Central China's Henan Province is seeking to revive the once-popular traditional Chinese folk art form of woodcut painting, said sources at a provincial art show hosted by the Henan Museum.
The provincial government of Henan has called the local woodcut painting popular in Zhuxian Town, Kaifeng, as the top folk art form to be revived in recent years.
More than 1,000 traditional woodcuts made by artists from Zhuxian have been found by the local government, including six from the Ming Dynasty (1368-1644) and 23 from the Qing Dynasty (1644-1911).
The local government has outlined a series of measures to revive the art, which is expected to complete [doesn't make sense]by 2008. Among these measures, a Chinese Woodcut Painting Museum and a training base will be built in Zhuxian, and more local woodcut-related stories will be collected.

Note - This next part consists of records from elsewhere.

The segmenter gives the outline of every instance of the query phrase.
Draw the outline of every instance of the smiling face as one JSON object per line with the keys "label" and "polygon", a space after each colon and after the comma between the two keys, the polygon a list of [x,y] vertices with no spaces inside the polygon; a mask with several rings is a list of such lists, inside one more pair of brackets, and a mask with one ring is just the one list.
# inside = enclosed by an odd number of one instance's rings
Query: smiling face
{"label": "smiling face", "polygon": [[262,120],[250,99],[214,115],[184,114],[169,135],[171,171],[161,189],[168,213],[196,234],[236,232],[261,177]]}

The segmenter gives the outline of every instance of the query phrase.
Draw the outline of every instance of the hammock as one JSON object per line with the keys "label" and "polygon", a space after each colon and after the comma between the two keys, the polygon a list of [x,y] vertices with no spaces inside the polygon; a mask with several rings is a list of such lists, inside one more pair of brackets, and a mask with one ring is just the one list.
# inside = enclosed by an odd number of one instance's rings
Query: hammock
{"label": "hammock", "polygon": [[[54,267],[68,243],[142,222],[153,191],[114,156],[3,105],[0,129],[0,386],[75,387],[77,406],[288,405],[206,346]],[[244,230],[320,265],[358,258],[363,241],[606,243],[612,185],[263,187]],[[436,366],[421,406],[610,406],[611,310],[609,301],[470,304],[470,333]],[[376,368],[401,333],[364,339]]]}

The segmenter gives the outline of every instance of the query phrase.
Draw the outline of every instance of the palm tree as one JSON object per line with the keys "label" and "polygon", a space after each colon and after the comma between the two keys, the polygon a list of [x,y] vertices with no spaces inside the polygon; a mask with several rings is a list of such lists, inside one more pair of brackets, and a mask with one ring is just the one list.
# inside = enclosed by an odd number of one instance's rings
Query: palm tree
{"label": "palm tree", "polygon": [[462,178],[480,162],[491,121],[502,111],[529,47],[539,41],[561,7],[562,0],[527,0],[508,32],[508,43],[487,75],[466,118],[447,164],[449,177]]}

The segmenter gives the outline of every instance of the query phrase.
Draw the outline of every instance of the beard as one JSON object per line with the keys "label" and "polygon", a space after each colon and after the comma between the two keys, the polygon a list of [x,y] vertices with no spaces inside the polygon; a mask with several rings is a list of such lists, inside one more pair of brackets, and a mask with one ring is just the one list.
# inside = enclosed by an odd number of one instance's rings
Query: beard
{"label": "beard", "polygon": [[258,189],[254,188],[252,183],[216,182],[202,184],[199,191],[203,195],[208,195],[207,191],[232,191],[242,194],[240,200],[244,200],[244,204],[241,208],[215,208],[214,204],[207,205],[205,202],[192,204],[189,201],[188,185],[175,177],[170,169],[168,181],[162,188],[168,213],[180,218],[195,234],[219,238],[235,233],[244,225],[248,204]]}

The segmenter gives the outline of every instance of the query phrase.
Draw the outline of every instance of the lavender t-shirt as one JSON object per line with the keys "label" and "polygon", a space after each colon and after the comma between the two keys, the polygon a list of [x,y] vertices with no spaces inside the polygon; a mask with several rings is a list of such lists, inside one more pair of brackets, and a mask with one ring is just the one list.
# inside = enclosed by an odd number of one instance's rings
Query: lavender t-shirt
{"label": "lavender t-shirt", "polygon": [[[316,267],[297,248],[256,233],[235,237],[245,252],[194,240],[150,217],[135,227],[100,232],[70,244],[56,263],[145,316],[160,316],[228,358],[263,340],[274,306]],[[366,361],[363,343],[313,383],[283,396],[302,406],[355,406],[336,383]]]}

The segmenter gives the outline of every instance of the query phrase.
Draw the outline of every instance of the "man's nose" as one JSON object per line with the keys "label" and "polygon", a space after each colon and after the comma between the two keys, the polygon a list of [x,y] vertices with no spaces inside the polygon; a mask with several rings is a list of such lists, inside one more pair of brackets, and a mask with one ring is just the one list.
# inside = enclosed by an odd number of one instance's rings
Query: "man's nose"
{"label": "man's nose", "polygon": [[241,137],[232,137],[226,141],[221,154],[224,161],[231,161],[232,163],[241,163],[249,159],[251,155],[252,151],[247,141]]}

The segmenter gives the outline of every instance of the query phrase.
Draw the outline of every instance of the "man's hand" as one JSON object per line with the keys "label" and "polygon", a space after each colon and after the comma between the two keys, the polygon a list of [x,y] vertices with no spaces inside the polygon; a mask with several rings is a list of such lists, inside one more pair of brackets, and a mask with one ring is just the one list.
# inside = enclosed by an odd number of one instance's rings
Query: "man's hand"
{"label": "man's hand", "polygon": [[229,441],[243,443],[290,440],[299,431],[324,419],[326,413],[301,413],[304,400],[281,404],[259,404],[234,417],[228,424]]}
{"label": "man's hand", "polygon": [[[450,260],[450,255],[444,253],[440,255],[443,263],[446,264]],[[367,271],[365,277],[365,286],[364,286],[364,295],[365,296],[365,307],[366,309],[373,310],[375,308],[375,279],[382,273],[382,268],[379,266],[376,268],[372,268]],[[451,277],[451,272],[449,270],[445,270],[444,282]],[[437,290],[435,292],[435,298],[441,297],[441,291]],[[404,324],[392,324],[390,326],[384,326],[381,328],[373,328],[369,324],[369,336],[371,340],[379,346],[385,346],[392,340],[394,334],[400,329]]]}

The Chinese custom of sticking up pictures to celebrate the lunar New Year -- now called the Spring Festival -- was recorded in historical works of the Song Dynasty (960-1279). Woodcut printing is one popular method in China to make the New Year's pictures.
With a history of over 800 years, Zhuxian woodcut painting is as famous as the Yangliuqing woodblock painting in north China's Tianjin, the Taohuawu New Year's pictures in east China's Suzhou and the woodcut painting in China's kite capital, Weifang.
Since the 1980s, however, the diminishing woodcut paintings can only be found in the homes of researchers or collectors or in remote villages, with fewer and fewer artists left in the workshops.